Jono Herrington

Posted on Apr 7 • Originally published at jonoherrington.com

Build the System, Not the Prompt

#ai #leadership

If I had to roll out AI again, I wouldn't change the tools. I'd change the approach. I'd start with one repeatable workflow, map every step, define what good output looks like, encode it once, and turn the whole thing into a pipeline. Then I'd improve the system instead of rewriting prompts. That framework didn't come from reading about AI adoption. It came from getting it wrong first and then building my way out across engineering, content creation, and personal workflows until the pattern became impossible to ignore.

The real unlock wasn't a single AI doing a task well. It was learning to orchestrate multiple agents through a shared system that produces consistent output. You can give AI the same prompt twice and get two different results. The only way to get reliability from something inherently variable is to surround it with structure ... defined inputs, clear standards, encoded context. The system is what makes the output trustworthy. The prompt never will.

The only way to get reliability from something inherently variable is to surround it with structure.

Here's how that works in practice.

Start With One Repeatable Workflow

Resist every instinct to go wide.

Most AI rollouts start by giving everyone access and seeing what happens. That approach produces twenty people prompting individually, all getting decent results, none of them building on each other. I read a thread last year where over 500 experienced engineers described what happened when their companies rolled out AI. The stories were remarkably similar. Leadership gave everyone access, maybe ran a training session, and then measured adoption by how many people were using the tools. Almost nobody described a system.

Pick one workflow instead. Not the most exciting one. Not the one with the biggest potential ROI on a slide deck. The most repeatable one. The task that happens the same way, with the same inputs, producing roughly the same shape of output, over and over again. For my engineering team, that was scaffolding a new service endpoint. Every engineer did it. Every engineer did it slightly differently. And every time AI helped with it, the slight differences multiplied.

One workflow gives you a contained environment where you can see what works, what breaks, and what the tool actually needs from you before you've spread the experiment across your entire surface area.

Map Every Step

The mapping is where most teams skip ahead, and it's where the real value hides.

Sit down and write out what a human actually does when they complete this workflow. Not the idealized version. Not the documented version from a wiki page nobody has updated since 2023. The real version. The one that includes the implicit decisions people make without thinking about them ... which logging pattern to use, how to handle the auth layer, whether to write the test first or after, what error messages should say.
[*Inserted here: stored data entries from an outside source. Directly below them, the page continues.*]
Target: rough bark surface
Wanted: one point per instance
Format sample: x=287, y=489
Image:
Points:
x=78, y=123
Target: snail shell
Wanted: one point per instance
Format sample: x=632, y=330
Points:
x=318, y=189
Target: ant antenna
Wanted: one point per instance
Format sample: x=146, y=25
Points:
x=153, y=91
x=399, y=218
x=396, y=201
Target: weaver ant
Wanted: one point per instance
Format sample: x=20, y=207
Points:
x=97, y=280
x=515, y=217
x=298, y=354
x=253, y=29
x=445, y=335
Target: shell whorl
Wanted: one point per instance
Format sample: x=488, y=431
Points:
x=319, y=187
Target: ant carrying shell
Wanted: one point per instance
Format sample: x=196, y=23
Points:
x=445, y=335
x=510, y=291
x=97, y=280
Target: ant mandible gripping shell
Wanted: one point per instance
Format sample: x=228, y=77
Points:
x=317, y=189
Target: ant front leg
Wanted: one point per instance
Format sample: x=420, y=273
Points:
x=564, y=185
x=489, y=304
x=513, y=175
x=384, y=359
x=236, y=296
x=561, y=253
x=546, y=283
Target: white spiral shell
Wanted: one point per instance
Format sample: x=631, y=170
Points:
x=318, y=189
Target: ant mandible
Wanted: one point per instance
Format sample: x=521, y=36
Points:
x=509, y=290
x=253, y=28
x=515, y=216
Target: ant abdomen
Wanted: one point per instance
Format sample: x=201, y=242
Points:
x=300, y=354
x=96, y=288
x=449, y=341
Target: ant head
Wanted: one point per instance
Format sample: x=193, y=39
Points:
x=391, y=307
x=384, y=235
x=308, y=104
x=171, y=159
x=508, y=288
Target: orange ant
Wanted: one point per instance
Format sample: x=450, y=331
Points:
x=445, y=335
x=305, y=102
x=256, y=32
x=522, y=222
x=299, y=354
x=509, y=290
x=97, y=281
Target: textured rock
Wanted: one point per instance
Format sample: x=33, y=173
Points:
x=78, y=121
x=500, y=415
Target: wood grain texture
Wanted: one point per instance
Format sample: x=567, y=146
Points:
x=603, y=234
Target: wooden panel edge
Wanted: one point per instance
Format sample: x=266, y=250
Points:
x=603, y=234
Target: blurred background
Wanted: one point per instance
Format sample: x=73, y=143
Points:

When we mapped our endpoint scaffolding workflow, we found twelve distinct decisions that engineers were making individually every time. Twelve places where the output could diverge. Most of those decisions were invisible. Nobody had ever written them down because they felt obvious to the person making them. What's obvious to the engineer who's been on the team for three years is a guess for the engineer who started last month. And it's completely opaque to the AI.

The map doesn't have to be pretty. Ours was a markdown file with numbered steps and notes about where judgment calls happen. But having it at all changed the conversation from "how do we prompt this better" to "what decisions does this workflow actually require."

Define Good Output

This is the step most teams skip entirely, and it's the one that makes everything else work.

Before we let the tool generate a single line of code for our mapped workflow, we wrote down what a good result looks like. Not vaguely. Specifically. A good endpoint scaffold in our system uses this error handling pattern. It logs with this format. It follows this naming convention. It includes these specific tests. The auth layer integrates this way. State management follows this approach.

Most of that had been living in people's heads or "decided" in meetings that produced no artifacts. Writing it down was uncomfortable because it forced arguments we'd been deferring. Two engineers had different opinions about retry logic. A tech lead and an architect disagreed on how granular logging should be. The AI had been scaling both approaches simultaneously because nobody had picked a winner.

This is where the non-deterministic nature of AI makes systems essential. A deterministic tool gives you the same output every time. AI doesn't. If you haven't defined what good looks like in writing, every interaction is a coin flip between five technically valid approaches. Define it once and the system has something to aim at.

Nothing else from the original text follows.